Growli

Getting it to bloom

Why won't my Tube Beardtongue bloom? (and how to make it flower)

Also called Tube beardtongue, White wand beardtongue (Penstemon tubaeflorus).

More about tube beardtongue

About Tube Beardtongue

Penstemon tubaeflorus · also called Tube beardtongue, White wand beardtongue · flowering

Tube beardtongue is a delicate, clump-forming prairie perennial native to the central and eastern United States, from Texas and Arkansas north to Illinois and Indiana, where it grows in dry prairies, open woodlands, and along roadsides. It produces slender, upright stems topped with loose clusters of small, white, narrowly tubular flowers from late spring into early summer, and is particularly attractive to long-tongued bees, swallowtail butterflies, and ruby-throated hummingbirds. Like all beardtongues it demands excellent drainage and will rot in wet soils; it is a reliable, low-maintenance plant for naturalistic gardens and prairies. Its toxicity to pets has not been confirmed by the ASPCA; treat as mildly toxic as a precaution.

Plant type: flowering

The reasons tube beardtongue isn't blooming

Almost every non-blooming tube beardtongue traces back to one of these, roughly in order of how common they are:

  1. Too little sun — most of these need full sun (or very bright light) to flower well; shade gives leaves, not blooms.
  2. Too much nitrogen feed, driving lush foliage at the expense of flowers (very common with general or lawn feeds).
  3. The plant has not been deadheaded, so it stops flowering once it sets seed.
  4. Irregular watering — drought or waterlogging at the budding stage makes buds abort.
  5. It is still too young or was checked by a transplant and is rebuilding before flowering.

Feeding tube beardtongue a high-nitrogen general feed and growing it in too little sun — you get a big leafy plant and almost no flowers.

The fix — how to get tube beardtongue to flower

  1. Maximise sun. Give tube beardtongue the sunniest spot you have — for most bedding and fruiting plants, more direct light directly means more flowers.
  2. Switch the feed. Move off high-nitrogen feeds and use a higher-potassium "bloom" or tomato-type feed as it comes into flower.
  3. Deadhead regularly. Remove spent flowers often to keep it producing more rather than stopping to set seed.
  4. Water consistently. Keep moisture even through budding and flowering — drought-then-flood swings make buds drop.

Light and feeding do most of the heavy lifting here. Dial in the spot with the light guide for tube beardtongue and get the feeding right with the tube beardtongue fertilising schedule — the wrong feed (too much nitrogen) is one of the most common silent reasons a healthy plant makes leaves instead of flowers.

Bloom season and what to expect

Tube Beardtongue flowers across its growing season (mostly summer) and, kept fed and deadheaded, can bloom for many weeks or right up to frost.

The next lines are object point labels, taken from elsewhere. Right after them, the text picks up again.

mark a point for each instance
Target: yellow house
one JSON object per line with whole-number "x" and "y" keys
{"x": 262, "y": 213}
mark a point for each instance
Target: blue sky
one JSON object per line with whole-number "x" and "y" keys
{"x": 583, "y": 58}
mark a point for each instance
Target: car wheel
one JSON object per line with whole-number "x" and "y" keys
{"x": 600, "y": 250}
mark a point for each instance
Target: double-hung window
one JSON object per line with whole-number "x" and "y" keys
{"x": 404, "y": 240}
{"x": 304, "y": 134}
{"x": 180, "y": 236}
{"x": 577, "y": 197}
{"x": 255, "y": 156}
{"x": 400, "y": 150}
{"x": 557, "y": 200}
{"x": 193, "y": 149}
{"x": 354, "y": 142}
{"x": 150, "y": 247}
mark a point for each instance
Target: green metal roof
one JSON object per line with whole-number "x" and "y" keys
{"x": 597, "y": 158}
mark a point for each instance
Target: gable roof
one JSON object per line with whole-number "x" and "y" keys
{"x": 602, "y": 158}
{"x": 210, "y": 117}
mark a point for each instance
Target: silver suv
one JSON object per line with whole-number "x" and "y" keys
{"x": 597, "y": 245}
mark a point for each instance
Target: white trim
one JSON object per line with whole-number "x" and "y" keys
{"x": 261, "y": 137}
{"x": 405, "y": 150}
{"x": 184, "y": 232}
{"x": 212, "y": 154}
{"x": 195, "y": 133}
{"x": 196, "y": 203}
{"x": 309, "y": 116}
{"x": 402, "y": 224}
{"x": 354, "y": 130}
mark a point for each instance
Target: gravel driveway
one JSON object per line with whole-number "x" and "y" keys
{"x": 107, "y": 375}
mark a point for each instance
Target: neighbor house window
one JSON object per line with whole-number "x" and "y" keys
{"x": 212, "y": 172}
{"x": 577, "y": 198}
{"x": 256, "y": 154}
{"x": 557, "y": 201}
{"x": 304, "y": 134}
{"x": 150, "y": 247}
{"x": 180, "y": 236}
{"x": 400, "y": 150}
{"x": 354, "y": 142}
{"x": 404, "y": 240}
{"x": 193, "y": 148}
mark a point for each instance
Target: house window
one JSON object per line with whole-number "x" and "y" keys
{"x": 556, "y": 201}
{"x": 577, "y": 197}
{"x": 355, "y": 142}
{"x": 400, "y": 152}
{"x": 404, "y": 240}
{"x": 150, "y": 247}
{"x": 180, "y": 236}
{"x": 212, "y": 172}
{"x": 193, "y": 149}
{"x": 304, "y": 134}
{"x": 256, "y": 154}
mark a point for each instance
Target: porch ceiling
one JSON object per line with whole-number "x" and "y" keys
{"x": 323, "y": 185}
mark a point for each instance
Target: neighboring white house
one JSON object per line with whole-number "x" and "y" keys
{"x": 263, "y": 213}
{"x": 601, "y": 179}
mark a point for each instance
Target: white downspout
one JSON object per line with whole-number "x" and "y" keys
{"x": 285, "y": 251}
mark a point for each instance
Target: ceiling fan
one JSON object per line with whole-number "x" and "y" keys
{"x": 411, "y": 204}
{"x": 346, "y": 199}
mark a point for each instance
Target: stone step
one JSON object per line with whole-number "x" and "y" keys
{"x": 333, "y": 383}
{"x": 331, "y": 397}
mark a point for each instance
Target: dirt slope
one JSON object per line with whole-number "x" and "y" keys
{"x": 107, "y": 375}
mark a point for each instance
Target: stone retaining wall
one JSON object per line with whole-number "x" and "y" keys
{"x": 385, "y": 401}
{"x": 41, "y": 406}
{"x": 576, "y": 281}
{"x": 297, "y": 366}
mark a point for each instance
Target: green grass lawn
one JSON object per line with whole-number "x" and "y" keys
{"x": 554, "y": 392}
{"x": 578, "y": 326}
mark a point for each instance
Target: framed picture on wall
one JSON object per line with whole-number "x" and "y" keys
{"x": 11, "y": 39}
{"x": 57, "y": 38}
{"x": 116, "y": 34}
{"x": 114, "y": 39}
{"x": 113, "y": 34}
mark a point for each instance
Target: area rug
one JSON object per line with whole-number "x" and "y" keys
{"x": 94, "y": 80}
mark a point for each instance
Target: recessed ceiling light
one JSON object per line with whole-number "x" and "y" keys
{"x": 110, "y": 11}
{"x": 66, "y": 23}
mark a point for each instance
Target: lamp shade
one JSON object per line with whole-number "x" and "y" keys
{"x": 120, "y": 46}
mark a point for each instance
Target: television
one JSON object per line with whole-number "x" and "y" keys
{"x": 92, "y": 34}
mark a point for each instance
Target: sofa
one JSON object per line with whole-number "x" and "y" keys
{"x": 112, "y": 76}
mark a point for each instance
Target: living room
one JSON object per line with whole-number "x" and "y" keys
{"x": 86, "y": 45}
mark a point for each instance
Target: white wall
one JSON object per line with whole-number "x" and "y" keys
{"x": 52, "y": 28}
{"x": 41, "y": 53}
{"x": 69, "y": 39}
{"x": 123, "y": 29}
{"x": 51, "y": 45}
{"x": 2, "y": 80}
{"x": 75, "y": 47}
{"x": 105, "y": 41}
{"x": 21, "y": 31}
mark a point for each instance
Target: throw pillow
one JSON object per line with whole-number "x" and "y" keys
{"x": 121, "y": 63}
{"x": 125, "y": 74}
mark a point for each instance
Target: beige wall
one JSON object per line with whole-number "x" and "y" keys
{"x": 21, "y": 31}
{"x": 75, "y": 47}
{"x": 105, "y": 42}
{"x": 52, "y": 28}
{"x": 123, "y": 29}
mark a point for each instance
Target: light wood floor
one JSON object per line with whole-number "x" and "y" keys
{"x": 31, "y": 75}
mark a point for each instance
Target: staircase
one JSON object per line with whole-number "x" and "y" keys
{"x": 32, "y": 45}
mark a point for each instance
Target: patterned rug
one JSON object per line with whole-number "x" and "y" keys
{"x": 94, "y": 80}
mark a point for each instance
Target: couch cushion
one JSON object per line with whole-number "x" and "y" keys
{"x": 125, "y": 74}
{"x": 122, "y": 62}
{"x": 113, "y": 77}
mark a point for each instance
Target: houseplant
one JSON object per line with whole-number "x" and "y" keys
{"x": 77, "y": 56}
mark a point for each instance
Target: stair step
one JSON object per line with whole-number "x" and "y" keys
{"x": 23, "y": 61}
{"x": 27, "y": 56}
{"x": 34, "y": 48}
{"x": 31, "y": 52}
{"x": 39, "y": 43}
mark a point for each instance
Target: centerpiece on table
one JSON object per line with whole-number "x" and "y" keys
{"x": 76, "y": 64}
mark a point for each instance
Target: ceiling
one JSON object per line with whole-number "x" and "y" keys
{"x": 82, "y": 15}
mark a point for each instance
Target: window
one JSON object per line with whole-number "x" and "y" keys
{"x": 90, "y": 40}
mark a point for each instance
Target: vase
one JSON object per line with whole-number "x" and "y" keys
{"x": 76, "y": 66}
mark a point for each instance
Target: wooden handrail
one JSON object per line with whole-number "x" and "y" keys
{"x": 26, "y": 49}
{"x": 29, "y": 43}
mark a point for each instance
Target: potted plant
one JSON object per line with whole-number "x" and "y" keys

Post-bloom care so it flowers again

Deadhead, keep feeding lightly, and many will rebloom; collect seed from the best plants at the end of the season if you want to grow them again.

For everything else this plant needs day to day, see the full tube beardtongue care brief and its watering schedule — a stressed, badly watered plant rarely has the energy to flower at all.

Tube Beardtongue blooming — frequently asked questions

Why won't my tube beardtongue flower?

Tube Beardtongue blooms on the season's growth given enough sun, warmth and the right feed — there is no cold or photoperiod trick, just good growing conditions and a bloom-leaning feed. The most common reason it is not happening: Too little sun — most of these need full sun (or very bright light) to flower well; shade gives leaves, not blooms.

How do I make tube beardtongue bloom?

Give tube beardtongue the sunniest spot you have — for most bedding and fruiting plants, more direct light directly means more flowers. Move off high-nitrogen feeds and use a higher-potassium "bloom" or tomato-type feed as it comes into flower.

When does tube beardtongue normally bloom?

Tube Beardtongue flowers across its growing season (mostly summer) and, kept fed and deadheaded, can bloom for many weeks or right up to frost.

What should I do with tube beardtongue after it flowers?

Deadhead, keep feeding lightly, and many will rebloom; collect seed from the best plants at the end of the season if you want to grow them again.

What is the single biggest mistake stopping tube beardtongue flowering?

Feeding tube beardtongue a high-nitrogen general feed and growing it in too little sun — you get a big leafy plant and almost no flowers.